Preliminary study of stress/neutral detection on recordings of children in the natural home environment
Autism spectrum disorder,Language Delay,Typically Developing
Yapanel, Xu, Hansen, Gray, Gilkerson, Richards
WOCCI ’09 Proceedings of the 2nd Workshop on Child, Computer and Interaction
Emotion
and stress/neutral detection based on an input audio stream has been a topic
of interest in the literature with various applications. This paper reports
on a preliminary study of stress/neutral detection based on naturalistic home
environment recordings of children. One major motivation of the work is to
add stress/neutral detection functionality into the LENA™ System [10]. The
study started with an acted emotion database, and tested the acoustic feature
of Mel-frequency cepstral coefficients and the Gaussian Mixture Model (GMM)

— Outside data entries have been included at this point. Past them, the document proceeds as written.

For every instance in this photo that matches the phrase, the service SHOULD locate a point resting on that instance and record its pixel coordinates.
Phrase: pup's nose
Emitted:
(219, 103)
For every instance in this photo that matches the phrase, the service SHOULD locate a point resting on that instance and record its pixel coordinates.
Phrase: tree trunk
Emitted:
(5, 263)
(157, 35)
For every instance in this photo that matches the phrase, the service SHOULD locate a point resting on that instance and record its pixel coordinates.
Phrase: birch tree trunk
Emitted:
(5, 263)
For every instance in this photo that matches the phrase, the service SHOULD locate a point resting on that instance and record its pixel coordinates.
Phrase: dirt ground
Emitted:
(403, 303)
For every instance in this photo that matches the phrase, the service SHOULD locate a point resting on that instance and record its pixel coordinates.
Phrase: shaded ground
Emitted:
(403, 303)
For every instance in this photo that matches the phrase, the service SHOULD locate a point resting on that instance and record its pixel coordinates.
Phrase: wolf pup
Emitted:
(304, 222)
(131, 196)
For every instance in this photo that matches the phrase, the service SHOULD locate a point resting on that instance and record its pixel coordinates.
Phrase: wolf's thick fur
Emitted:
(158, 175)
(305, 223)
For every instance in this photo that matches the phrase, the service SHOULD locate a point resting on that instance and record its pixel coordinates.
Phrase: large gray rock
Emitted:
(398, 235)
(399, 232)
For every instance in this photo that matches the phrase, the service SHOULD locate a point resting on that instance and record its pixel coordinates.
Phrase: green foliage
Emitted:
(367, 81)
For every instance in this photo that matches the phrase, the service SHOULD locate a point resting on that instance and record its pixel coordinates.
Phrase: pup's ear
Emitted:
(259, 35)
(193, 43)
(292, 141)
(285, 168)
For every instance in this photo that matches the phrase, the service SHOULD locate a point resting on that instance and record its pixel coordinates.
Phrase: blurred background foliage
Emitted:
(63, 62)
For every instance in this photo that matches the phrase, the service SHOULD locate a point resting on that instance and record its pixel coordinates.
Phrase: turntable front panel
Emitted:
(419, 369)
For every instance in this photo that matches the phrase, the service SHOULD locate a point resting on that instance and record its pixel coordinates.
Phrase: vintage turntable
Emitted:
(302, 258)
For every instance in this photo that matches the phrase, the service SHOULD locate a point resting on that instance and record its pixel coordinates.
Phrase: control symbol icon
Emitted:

for stress/neutral detection on this relatively simple database. The method
was then applied to the adult speech segments automatically extracted from
home recordings of children with the LENA System, achieving 72% accuracy for
adult stress/neutral detection. The application of this new functionality to
a large number of naturalistic home environment recordings of children
reveals interesting and meaningful statistical differences among the families
of typically developing children, language-delayed children, and children
with Autism Spectrum Disorders (ASD). The result suggests the potential for
stress/neutral detection, along with the LENA System, as an integrated
solution for (i) quality assessment of the child language environment, (ii)
monitoring language interventions for disordered children, or (iii) general
psychological and behavioral research.